# W: catachan bits H: lots of stuff, let me know what you want



## maximus2467 (Jun 14, 2007)

Hi guys, I need some catachan bits, namely arms, arms that I can modify to carry bolt pistols, bolters, power weapons etc. I have been in the hobby for more than 20 years so I've accrued a lot of spares over that time, let me know what your willING to trade the arms for and I'll check my drawers of bits to see if I have what you need. Cheers guys


----------



## Iraqiel (May 21, 2008)

I likely have a bunch of such arms, mostly from the basic infantry box but also some from the command squad sprues. 

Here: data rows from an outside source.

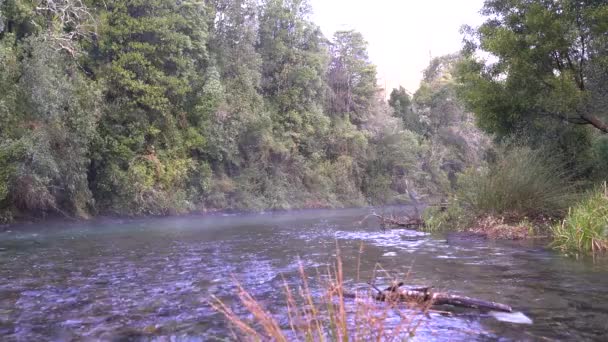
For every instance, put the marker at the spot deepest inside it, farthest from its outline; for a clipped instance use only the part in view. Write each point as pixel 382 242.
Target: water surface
pixel 149 279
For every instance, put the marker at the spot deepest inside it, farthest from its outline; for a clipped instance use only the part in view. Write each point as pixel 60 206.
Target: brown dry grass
pixel 332 316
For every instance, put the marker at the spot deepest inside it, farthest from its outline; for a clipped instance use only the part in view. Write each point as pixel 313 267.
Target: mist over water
pixel 150 279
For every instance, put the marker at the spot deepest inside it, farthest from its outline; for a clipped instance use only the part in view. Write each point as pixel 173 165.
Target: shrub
pixel 585 228
pixel 523 183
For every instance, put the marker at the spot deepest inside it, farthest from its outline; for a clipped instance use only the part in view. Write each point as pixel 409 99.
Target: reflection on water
pixel 150 279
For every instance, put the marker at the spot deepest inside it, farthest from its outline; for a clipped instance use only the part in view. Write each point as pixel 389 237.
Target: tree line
pixel 161 106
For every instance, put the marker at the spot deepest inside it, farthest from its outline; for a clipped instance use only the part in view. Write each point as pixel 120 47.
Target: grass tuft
pixel 334 315
pixel 585 228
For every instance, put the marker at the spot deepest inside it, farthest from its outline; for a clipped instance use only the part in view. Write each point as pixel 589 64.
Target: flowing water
pixel 150 279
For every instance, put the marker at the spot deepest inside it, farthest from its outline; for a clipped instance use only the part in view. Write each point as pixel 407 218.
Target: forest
pixel 163 107
pixel 153 154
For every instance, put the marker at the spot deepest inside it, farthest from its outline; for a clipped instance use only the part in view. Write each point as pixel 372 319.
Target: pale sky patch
pixel 401 33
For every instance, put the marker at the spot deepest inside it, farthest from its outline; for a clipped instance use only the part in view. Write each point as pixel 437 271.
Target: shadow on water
pixel 149 278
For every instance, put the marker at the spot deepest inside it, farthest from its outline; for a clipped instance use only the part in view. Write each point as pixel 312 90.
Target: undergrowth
pixel 523 189
pixel 335 315
pixel 585 228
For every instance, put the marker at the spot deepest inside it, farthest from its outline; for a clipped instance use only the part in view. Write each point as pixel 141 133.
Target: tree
pixel 352 77
pixel 401 102
pixel 551 63
pixel 152 57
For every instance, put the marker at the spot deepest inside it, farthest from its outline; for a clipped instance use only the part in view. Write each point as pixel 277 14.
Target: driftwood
pixel 425 295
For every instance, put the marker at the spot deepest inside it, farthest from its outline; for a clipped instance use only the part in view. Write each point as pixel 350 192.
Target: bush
pixel 585 228
pixel 523 183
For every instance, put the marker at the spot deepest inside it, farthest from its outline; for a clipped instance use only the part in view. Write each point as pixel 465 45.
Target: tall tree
pixel 551 63
pixel 352 77
pixel 152 56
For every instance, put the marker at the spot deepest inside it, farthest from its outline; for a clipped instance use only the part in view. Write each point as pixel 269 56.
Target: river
pixel 150 279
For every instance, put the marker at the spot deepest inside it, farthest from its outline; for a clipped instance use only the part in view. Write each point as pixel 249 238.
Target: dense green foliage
pixel 157 107
pixel 585 228
pixel 541 92
pixel 545 79
pixel 520 184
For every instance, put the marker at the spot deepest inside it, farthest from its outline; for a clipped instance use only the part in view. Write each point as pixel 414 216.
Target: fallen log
pixel 405 222
pixel 425 296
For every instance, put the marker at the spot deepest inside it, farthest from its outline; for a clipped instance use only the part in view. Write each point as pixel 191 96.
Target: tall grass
pixel 523 183
pixel 334 315
pixel 585 228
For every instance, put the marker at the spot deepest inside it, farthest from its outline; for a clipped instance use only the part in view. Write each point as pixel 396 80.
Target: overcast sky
pixel 400 33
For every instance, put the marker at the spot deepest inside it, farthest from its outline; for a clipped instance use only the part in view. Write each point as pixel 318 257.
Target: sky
pixel 402 34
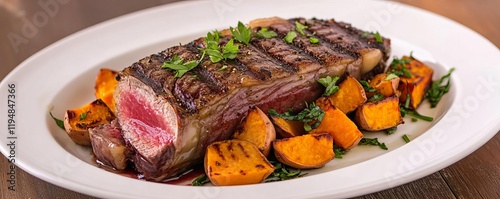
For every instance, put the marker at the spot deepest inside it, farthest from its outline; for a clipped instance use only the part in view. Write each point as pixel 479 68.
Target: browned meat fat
pixel 168 122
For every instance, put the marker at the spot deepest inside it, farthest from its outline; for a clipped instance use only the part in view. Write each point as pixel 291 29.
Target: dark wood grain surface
pixel 476 176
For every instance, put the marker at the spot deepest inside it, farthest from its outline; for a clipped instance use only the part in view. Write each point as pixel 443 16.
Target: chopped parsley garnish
pixel 177 64
pixel 339 151
pixel 406 138
pixel 372 141
pixel 290 36
pixel 392 130
pixel 437 90
pixel 398 67
pixel 378 38
pixel 367 86
pixel 311 114
pixel 59 122
pixel 300 28
pixel 282 172
pixel 329 83
pixel 313 40
pixel 242 33
pixel 214 51
pixel 200 180
pixel 390 76
pixel 376 97
pixel 265 33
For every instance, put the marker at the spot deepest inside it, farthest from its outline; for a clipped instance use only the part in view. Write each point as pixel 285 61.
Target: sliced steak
pixel 168 122
pixel 109 146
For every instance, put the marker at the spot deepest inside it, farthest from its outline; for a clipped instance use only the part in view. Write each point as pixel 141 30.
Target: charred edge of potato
pixel 305 152
pixel 105 85
pixel 257 129
pixel 78 121
pixel 344 131
pixel 288 128
pixel 236 162
pixel 380 115
pixel 350 95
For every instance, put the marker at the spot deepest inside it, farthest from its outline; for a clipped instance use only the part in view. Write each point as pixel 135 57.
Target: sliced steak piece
pixel 108 145
pixel 168 122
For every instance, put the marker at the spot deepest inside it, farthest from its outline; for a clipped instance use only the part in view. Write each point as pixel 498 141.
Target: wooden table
pixel 476 176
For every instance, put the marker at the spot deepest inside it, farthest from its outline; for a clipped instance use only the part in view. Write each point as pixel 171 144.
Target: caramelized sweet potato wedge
pixel 78 121
pixel 416 86
pixel 380 115
pixel 236 162
pixel 350 95
pixel 257 129
pixel 105 84
pixel 288 128
pixel 305 152
pixel 344 132
pixel 384 86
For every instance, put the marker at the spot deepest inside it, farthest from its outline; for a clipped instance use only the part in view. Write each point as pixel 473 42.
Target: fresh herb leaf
pixel 311 114
pixel 282 172
pixel 59 122
pixel 406 138
pixel 181 68
pixel 415 114
pixel 300 28
pixel 200 180
pixel 437 90
pixel 367 86
pixel 265 33
pixel 390 76
pixel 398 67
pixel 372 141
pixel 378 38
pixel 290 36
pixel 242 33
pixel 313 40
pixel 83 115
pixel 376 97
pixel 329 83
pixel 392 130
pixel 339 151
pixel 222 68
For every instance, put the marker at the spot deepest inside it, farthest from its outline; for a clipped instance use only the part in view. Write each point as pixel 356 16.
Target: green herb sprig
pixel 437 90
pixel 329 83
pixel 311 113
pixel 372 141
pixel 242 33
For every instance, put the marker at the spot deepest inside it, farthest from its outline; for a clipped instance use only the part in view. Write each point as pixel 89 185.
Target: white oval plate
pixel 62 75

Is one or two skitarii vanguard possible for the dozen or so arms that I have? I'm looking to build my Warhound Titan and need a suitable basing diorama ensemble.


----------



## maximus2467 (Jun 14, 2007)

I'd be happy to trade some skitari however I've not got any, sorry, I have eldar, space marines, tau, imperial guard, nids, maybe some dark eldar, some chaos I think, blood angels, space wolves, probably more, but I can't think what.


----------



## maximus2467 (Jun 14, 2007)

Doesn't matter now guys, just found a whole drawer of them.


----------



## Iraqiel (May 21, 2008)

Oh no worries mate, great stuff!


----------